Мы традиционно пытаемся обращаться к власти, мы почти всецело полагаемся на нее. Кстати, жанр письма к правителю с обоснованием, почему он должен поступать так, а не иначе, начинается с известного письма Платона, в котором формулируется проблема отношения к меньшинствам, отношения к побежденным. Платон выступал в роли правозащитника, и его посадили.

Через полторы тысячи лет появляется Макиавелли. В современной ему Италии тоже творились чудовищные вещи, и он пишет в надежде научить, как, отрешившись от эмоций, можно начать более нормальную жизнь. Он впервые отделяет государя от подвластной ему территории, вводя понятие "stato", и этим словом теперь в европейских языках называется государство. Появился новый термин, и возникла возможность дистанцироваться, разделить правителя и управляемых. Но по-настоящему история прав человека начинается в Англии, с конца XVI века, с Локка, который в своем знаменитом трактате обсуждает проблему так называемых естественных прав. Через сто лет парламент принимает Билль о правах. И дальше - французская Декларация, американская конституция, омбудсман в Швеции... То есть европейское общество постепенно уходило от патернализма власти и государства, все более опираясь на индивидуальные права. Но это вовсе не тот процесс, который у нас называют "правозащитой"...

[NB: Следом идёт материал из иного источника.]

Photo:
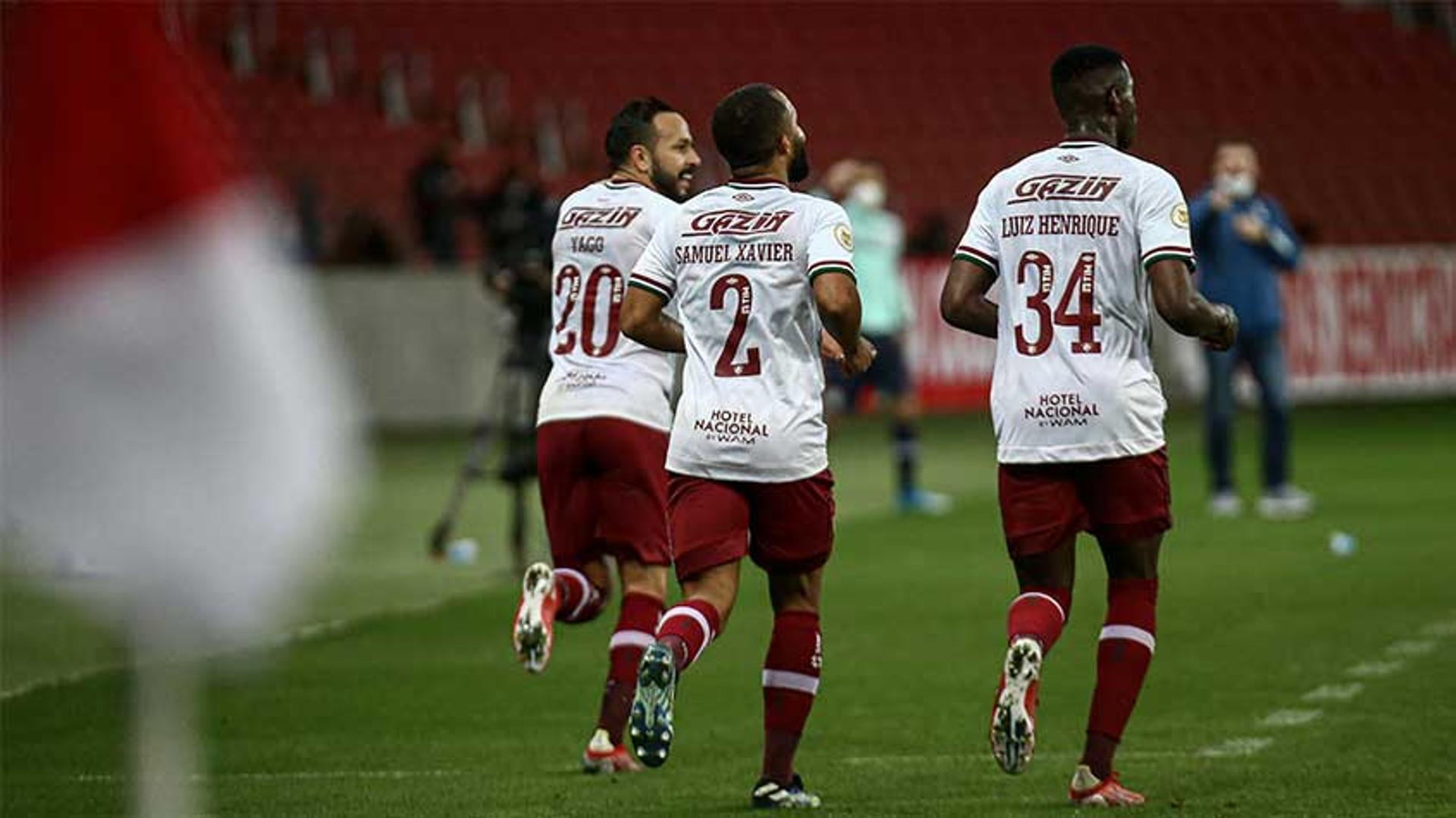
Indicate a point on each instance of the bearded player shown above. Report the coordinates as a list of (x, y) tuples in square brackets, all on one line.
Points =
[(603, 418), (756, 272), (1081, 242)]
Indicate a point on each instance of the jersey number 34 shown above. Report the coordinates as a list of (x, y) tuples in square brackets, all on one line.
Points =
[(1082, 286)]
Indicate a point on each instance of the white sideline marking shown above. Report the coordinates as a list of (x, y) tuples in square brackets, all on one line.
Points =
[(1376, 670), (297, 775), (302, 634), (1334, 691), (1411, 648), (1237, 747), (1291, 718), (970, 759)]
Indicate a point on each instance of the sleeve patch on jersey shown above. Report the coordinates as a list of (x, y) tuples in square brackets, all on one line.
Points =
[(977, 258), (830, 267), (1165, 255)]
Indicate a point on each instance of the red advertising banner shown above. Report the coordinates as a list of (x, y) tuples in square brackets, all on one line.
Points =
[(1372, 322), (1360, 322)]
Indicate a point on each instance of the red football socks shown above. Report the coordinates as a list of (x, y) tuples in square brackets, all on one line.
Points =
[(1123, 655), (688, 629), (634, 634), (1040, 613), (577, 599), (791, 674)]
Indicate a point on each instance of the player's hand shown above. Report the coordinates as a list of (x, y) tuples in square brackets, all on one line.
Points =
[(830, 349), (1228, 331), (864, 356), (1251, 229)]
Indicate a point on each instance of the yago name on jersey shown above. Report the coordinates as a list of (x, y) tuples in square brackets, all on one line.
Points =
[(739, 262), (596, 370), (1071, 232)]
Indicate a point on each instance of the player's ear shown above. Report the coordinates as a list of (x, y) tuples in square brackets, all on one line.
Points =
[(639, 158), (1116, 99)]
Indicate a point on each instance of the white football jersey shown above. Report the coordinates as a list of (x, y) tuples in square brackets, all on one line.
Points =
[(739, 261), (1071, 232), (596, 370)]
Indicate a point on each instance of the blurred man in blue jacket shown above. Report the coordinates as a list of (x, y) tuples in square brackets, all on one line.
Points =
[(1244, 242)]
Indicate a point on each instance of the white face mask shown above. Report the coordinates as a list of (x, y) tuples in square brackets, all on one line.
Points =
[(868, 194), (1235, 185)]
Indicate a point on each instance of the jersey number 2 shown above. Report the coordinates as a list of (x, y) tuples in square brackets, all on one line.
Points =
[(718, 299), (570, 280), (1082, 286)]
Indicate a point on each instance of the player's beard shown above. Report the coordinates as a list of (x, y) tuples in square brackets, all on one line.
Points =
[(666, 182), (800, 165)]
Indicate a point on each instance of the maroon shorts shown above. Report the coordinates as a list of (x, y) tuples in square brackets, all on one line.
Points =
[(780, 526), (1044, 504), (603, 490)]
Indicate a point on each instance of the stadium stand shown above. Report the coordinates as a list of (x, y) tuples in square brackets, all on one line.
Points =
[(944, 93)]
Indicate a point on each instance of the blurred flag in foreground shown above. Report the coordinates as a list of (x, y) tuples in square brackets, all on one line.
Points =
[(172, 414)]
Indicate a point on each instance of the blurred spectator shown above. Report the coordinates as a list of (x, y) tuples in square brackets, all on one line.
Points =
[(364, 242), (318, 76), (878, 249), (516, 218), (240, 45), (471, 127), (394, 92), (551, 143), (435, 191), (309, 240), (1244, 242)]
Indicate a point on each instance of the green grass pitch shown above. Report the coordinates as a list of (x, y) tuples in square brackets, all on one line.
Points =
[(417, 709)]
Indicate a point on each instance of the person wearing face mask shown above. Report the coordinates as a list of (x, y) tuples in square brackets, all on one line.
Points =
[(878, 249), (1244, 242)]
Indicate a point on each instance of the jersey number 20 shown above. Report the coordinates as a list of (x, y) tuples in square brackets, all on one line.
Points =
[(570, 280), (1034, 264)]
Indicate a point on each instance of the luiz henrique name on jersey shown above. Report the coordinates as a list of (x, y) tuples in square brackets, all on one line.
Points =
[(1071, 233)]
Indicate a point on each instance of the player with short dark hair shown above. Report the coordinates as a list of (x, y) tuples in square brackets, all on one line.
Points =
[(758, 272), (603, 418), (1082, 240)]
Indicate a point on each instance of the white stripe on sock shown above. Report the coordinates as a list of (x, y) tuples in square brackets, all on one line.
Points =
[(696, 616), (791, 680), (629, 639), (585, 588), (1130, 634), (1038, 594)]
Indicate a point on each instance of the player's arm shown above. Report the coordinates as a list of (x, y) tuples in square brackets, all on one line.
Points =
[(837, 302), (644, 321), (963, 299), (1187, 310)]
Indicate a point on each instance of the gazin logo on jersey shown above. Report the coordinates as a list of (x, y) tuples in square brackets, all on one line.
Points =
[(1065, 186), (737, 223), (599, 218)]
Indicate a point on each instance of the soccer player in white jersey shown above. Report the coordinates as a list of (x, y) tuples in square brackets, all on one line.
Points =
[(1081, 242), (603, 418), (756, 272)]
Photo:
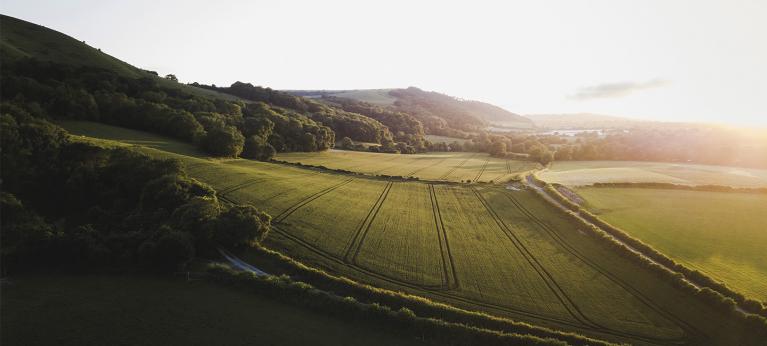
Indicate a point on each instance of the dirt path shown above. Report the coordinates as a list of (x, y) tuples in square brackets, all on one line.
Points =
[(240, 264)]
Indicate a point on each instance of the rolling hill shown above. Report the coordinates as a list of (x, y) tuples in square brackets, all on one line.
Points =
[(438, 112)]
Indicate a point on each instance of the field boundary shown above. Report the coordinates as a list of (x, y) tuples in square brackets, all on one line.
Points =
[(567, 247), (448, 173), (644, 252), (290, 210), (547, 278), (437, 162)]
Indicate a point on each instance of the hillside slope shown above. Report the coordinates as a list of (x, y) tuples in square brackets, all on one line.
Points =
[(438, 112), (21, 39)]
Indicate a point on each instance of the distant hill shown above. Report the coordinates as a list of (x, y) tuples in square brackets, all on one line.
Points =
[(582, 121), (21, 39), (441, 114)]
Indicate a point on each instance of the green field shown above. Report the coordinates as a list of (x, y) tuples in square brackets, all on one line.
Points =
[(443, 139), (578, 173), (722, 234), (374, 96), (476, 167), (88, 310), (480, 247)]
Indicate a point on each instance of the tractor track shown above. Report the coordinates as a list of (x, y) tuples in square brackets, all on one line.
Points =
[(290, 210), (448, 173), (444, 244), (437, 162), (481, 170), (544, 274), (441, 292), (445, 292), (362, 229), (570, 249)]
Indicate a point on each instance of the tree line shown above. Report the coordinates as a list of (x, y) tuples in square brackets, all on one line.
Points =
[(344, 122), (220, 127), (698, 144), (75, 204)]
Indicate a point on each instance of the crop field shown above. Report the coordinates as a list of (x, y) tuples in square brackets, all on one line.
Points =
[(91, 310), (444, 139), (578, 173), (480, 247), (461, 167), (722, 234)]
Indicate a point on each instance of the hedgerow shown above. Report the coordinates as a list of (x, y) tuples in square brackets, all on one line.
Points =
[(277, 262), (403, 320)]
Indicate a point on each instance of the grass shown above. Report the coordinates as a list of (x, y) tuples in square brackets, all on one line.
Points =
[(21, 39), (477, 167), (577, 173), (719, 233), (88, 310), (444, 139), (375, 96), (480, 247)]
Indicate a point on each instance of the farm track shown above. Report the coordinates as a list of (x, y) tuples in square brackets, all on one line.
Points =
[(439, 292), (570, 249), (361, 232), (287, 212), (448, 173), (482, 170), (555, 288), (445, 292), (444, 244)]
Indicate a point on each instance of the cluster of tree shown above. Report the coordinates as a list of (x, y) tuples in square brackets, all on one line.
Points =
[(699, 144), (273, 261), (447, 116), (713, 292), (74, 203), (402, 320), (221, 127), (518, 147), (345, 124), (403, 126)]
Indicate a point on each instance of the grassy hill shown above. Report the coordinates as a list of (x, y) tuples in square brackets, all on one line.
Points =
[(458, 113), (582, 121), (90, 310), (22, 39), (485, 248)]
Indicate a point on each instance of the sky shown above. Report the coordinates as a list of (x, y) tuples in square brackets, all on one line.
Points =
[(699, 61)]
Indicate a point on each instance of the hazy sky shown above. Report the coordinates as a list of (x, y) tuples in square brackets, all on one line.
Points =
[(663, 60)]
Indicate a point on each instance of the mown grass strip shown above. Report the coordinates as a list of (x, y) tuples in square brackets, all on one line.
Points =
[(444, 244)]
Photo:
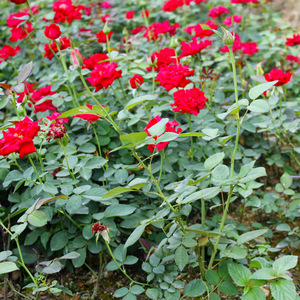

Вспомним: Кант определил несовершеннолетие как неспособность пользоваться собственным умом без руководства со стороны кого-либо другого. "Леность и трусость - вот причины того, что большая часть людей, которые уже давно освободились от чуждого им руководства природы, все же охотно остаются на всю жизнь несовершеннолетними". Здесь сформулирована идея социального опекунства, определившая во многом историю второй половины двадцатого века. По Канту, для Просвещения требуется только свобода во всех случаях публично пользоваться собственным умом, и публика сама себя просветит, если предоставить ей эту свободу.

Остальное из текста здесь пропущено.